Let $(M,g)$ be a Riemannian manifold and let us denote the Hessian of a function $u$ by $\mathrm{Hess}(u)$. Denote the gradient of a function $f$ by $\nabla f$. I want to prove that the formula
$2\mathrm{Hess}(u)(\nabla f, \nabla h)= g(\nabla f, \nabla g(\nabla u, \nabla h)) + g(\nabla h, \nabla g(\nabla u, \nabla f)) - g(\nabla u, \nabla g(\nabla f, \nabla h)) $
is valid for all functions $f$ and $h$ on $M$.
I am completely stuck. I have tried to compute the gradient of $g(\nabla f, \nabla h)$ for example trying to use the definition of the gradient but nothing seems to work. I would preffer not to put this in coordinates since it seems that it will be a pain, but if it is the only way then, well...
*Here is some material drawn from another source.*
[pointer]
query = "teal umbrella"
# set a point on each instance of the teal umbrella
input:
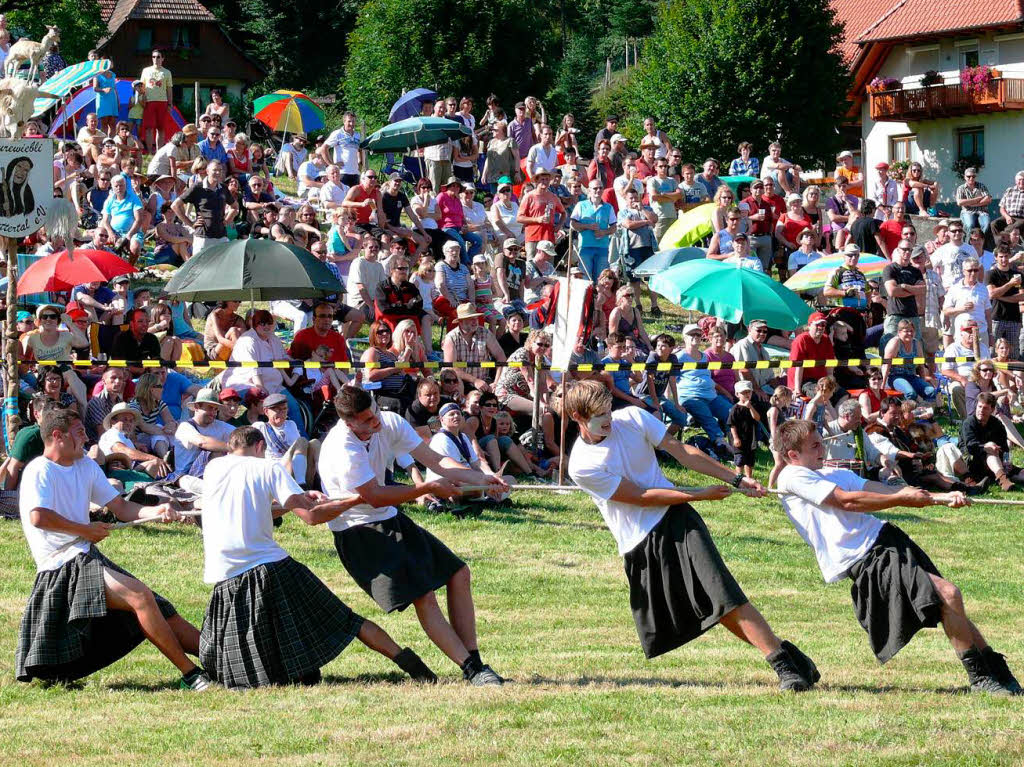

Honestly, I think index notation is less of a pain here: when we apply the product rule/metric compatiblity, it makes it easy to keep track of which slot of the Hessian we're applying the metric to. Since $f,u,h$ are all scalars, we can write all derivatives as postfix indices without getting confused, and raise and lower indices with the metric as usual. In this notation the RHS is
$$ f_i \nabla^i (u^j h_j) + h_i \nabla^i (u^j f_j) - u^j \nabla_j (f_i h^i).$$
Expanding the derivatives with the product rule gives
$$ f_i u^{ji} h_j + f^i u^j h_{ij} + h_i u_j f^{ij} + h_i f_j u^{ij} - u^j h^i f_{ij} - u_j f_i h^{ij}.$$
Cancelling the 3rd and 5th terms and likewise the 2nd and last we are left with
$$ 2 f_i h_j u^{ij} = 2 {\rm Hess}(u)(\nabla f, \nabla h)$$ as desired.
Note that we treated $f_i, u_i, h_i$ as vectors throughout - this reflects the fact that this a special case of the identity
$$ 2 (\nabla \theta) (X,Y) = g(X, \nabla (\theta(Y))) + g(Y, \nabla (\theta (X)) - \theta (\nabla (g(X,Y)))$$
with $ \theta = du, X = \nabla f, Y = \nabla g$.